У нее случаются такие дни. Вот такие. Когда мать словно хочет наверстать все разом. Они всегда вызывают у меня раздражение.
– Да, – отвечаю я. – Примерно три месяца назад.
Я знаю, что брат не мог не отправить ей свой новый номер. Наверное, она просто забыла. Сама я в курсе только потому, что мне он со своего нового номера позвонил. Наш разговор продлился ровно три минуты. Брат сам его закончил, когда понял, что разговора по душам не выйдет.
Илья и отец не общаются. Не знаю, как давно, я узнала только потому, что поняла: отец ничего об Илье не знает. Знает даже меньше, чем я.
Мать становится еще более суетливой. На этот раз она роняет кружку, но, слава богу, на стол.
– К нам давно не заходил Данияр, – говорит она.
– Он работает. У него нет времени.
– Ты могла бы сама его пригласить. Данияр бы тебе не отказал. Он тебя любит…
Я мгновенно теряю аппетит.
Замазанный наспех засос в ответ на ее слова начинает пульсировать.
– Зачем его приглашать?
– Потому что мужчины любят внимание… – сообщает мать.
Я покидаю кухню до того, как она успевает развернуть мысль.
Меня выворачивает от этой философии – угождать мужчине. От нее я просто киплю. И от того, что мать упорно продолжает угождать отцу, каждое утро начиная жизнь с чистого листа!
Проносясь мимо кабинета отца, я вижу его, склоненного над открытым сейфом. Я успеваю разглядеть его содержимое и скрыться из вида раньше, чем отец оборачивается.
Я не реагирую на вибрацию своего телефона, пока натягиваю шелковую юбку и борюсь с молнией сбоку. Я проспала почти до десяти, уже половина одиннадцатого, и мне не нужно гадать, от кого это сообщение.

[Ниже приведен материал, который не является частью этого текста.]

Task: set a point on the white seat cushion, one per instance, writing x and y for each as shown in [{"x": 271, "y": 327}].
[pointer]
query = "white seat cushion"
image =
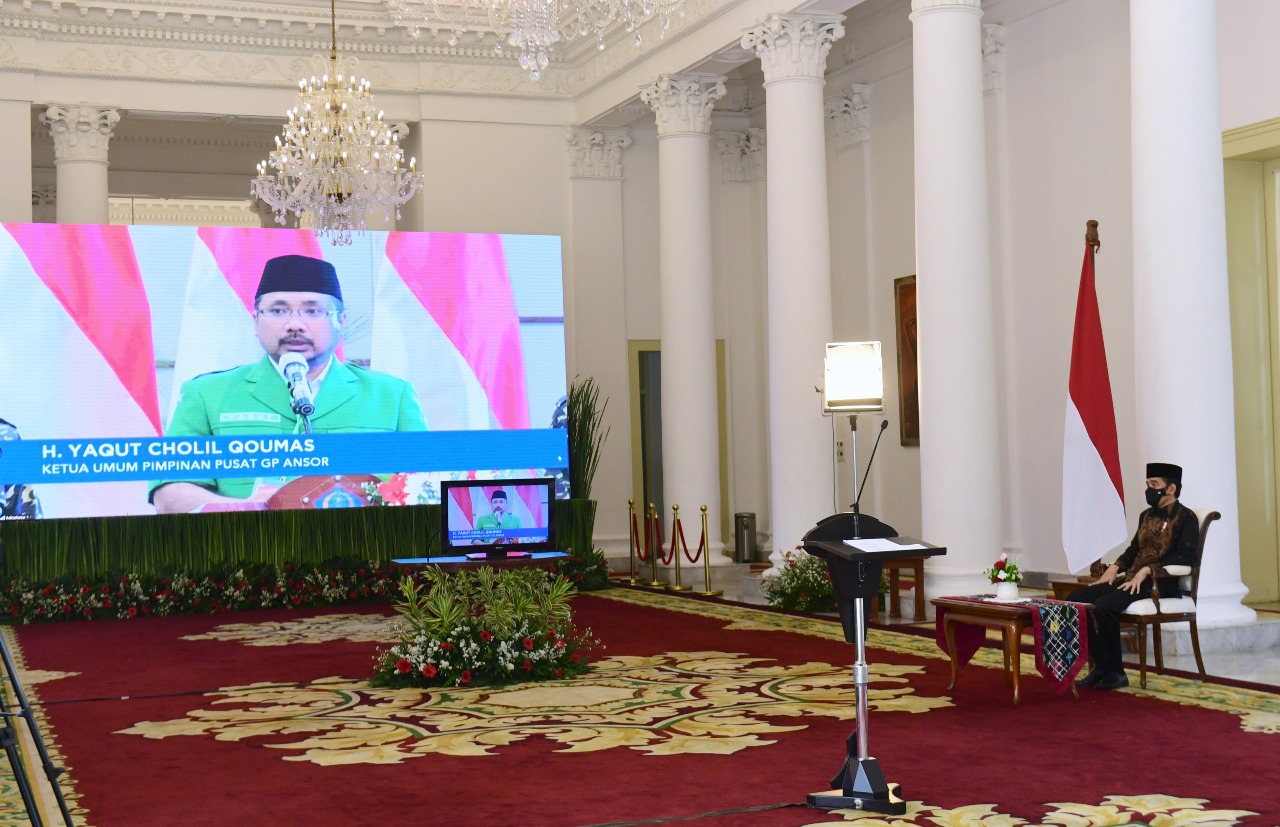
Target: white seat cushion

В это время дня в субботу мне может писать только один человек.
Я проваливаюсь в сообщение не раньше, чем сажусь за руль своей машины. Помимо того, что мне нужно платье на вручение диплома, хочу обновить свою косметику.
Кондиционер обдает мне холодным воздухом колени. Кожа покрывается мурашками. Пока ворота со скрипом отъезжают в сторону, я разворачиваю присланную фотографию.
На ней Осадчий сжимает в кулаке твердый член, лежа в своей постели. За окном его спальни вид на город – судя по всему, Дан только что проснулся.
Его бедра покрывают короткие темные волоски, низ плоского живота и пах – тоже. Дан совершенно голый, его загорелая ладонь увита венами, на запястье – умные часы, это единственное инородное присутствие на его теле.
С силой закусив изнутри щеку, я оставляю его сообщение без ответа и выезжаю за ворота.